Na Venezuela os japoneses não foram deportados como aconteceu no Peru. Contudo, o governo venezuelano ordenou que os japoneses que se encontravam no seu território fossem confinados em Ocumare del Tuy. Não eram exatamente prisioneiros, mas estavam sob vigilância.
Depois de ver a foto e conhecer a história por trás dela, Kaori tomou uma decisão. “A partir daquela foto comecei a investigar e resolvi fazer a história da imigração japonesa, mas usando minha família como fio condutor”, lembra.
Assim nasceu Nikkei , documentário ao qual desde então dedicou a vida e que a levou ao Japão e ao Peru. Por que Peru? Porque foi aqui que começou a história de seu avô, Rinzo Yonekura, na América do Sul.
Em 1921, Rinzo e seu primo Yuzo deixaram Yokohama. Seu destino: a fazenda San Agustín. Ambos permaneceram no Peru até 1939. Um dia Yuzo pulou no rio Rímac; No dia seguinte, Rinzo fez isso. Assim, nadando, fugiram para sempre do Peru.
O que os levou a fugir? Kaori não sabe exatamente, mas é mais provável que o abuso no local de trabalho, comum na época, tenha sido o gatilho para a sua ação arriscada.
Entre a fuga do Peru e a chegada à Venezuela há uma lacuna na vida de Rinzo. “Não há informações na minha família sobre o que aconteceu depois que ele pulou no rio. Como sei tão pouco sobre essa história, o que estou tentando entender da parte peruana é como os Nikkei viviam aqui.

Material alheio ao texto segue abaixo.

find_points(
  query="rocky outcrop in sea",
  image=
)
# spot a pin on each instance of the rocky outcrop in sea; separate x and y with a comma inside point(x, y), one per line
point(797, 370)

O que aconteceu quando saíram das fazendas, quando terminou a migração contratada, quando abriram negócios, quando ocorreram os saques. Meu avô partiu pouco antes do saque”, explica Kaori.

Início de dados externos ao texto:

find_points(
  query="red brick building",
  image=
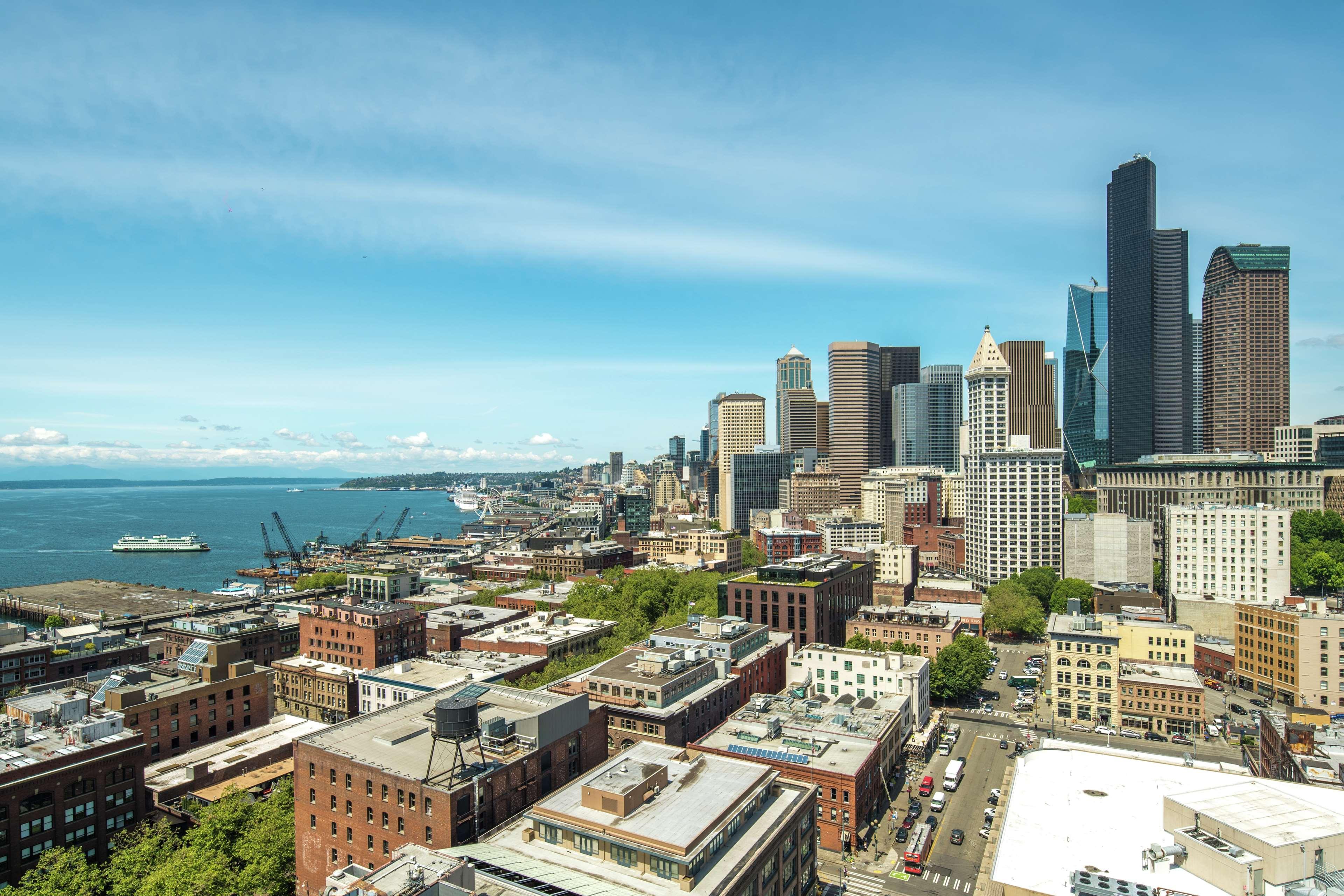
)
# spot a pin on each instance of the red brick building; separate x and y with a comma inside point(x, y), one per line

Yuzo chegou primeiro à Venezuela. A partir daí ele contatou Rinzo e disse que poderia se juntar a ele. Rinzo e sua esposa, que vieram para o Peru em 1937, chegaram à Venezuela atravessando a fronteira com a Colômbia e se estabeleceram na cidade de San Antonio del Táchira.
Quando a guerra eclodiu, os japoneses que viviam em Caracas tiveram de se mudar para Ocumare del Tuy, mas os avós de Kaori foram autorizados a permanecer – sob vigilância – em San Antonio del Táchira.

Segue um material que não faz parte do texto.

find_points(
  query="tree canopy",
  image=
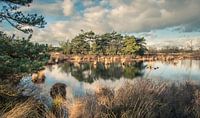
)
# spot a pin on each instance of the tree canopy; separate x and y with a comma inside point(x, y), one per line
point(10, 13)
point(18, 55)
point(105, 44)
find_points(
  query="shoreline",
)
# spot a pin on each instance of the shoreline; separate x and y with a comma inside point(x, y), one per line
point(57, 57)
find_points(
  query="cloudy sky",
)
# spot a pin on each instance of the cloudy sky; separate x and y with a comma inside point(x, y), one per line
point(159, 21)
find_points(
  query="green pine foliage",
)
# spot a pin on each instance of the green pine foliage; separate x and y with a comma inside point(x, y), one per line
point(20, 56)
point(106, 44)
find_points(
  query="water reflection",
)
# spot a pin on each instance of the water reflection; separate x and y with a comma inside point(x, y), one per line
point(89, 72)
point(87, 77)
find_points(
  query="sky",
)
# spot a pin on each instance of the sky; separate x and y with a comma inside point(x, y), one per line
point(161, 22)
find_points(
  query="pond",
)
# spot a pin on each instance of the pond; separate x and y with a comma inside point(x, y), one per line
point(87, 77)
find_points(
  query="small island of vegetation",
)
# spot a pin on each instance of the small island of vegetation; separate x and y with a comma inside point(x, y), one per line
point(137, 98)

“A polícia estava sempre em todo lugar. Meu avô tinha cerca de dois ou três amigos. Como ele não falava muito bem espanhol e as pessoas nunca tinham visto amarelo, não se aproximavam muito dele. Ele tinha um rádio e quando começou a ouvir as notícias o acusaram de espião e o levaram para a prisão. Esses três amigos foram até o guarda e disseram 'ele não é espião, solte-o e se você provar que ele é espião, coloque todos nós na prisão'. Eles deram uma garantia de vida pela dele e o deixaram ir embora”, diz Kaori.
Houve um acontecimento que contribuiu decisivamente para melhorar a relação de Rinzo com a cidade. Certa vez, quando sua vazão aumentou perigosamente, o rio Táchira levou consigo várias pessoas. Rinzo não pensou duas vezes, pulou e conseguiu resgatá-los. Sua ação heróica lhe rendeu a simpatia dos moradores de San Antonio del Táchira e a partir daí teve mais liberdade para se locomover. O japonês, a quem olhavam com desconfiança, conquistou o direito de se sentir cidadão daquele país que transformou em sua pátria definitiva. E a de seus filhos e netos.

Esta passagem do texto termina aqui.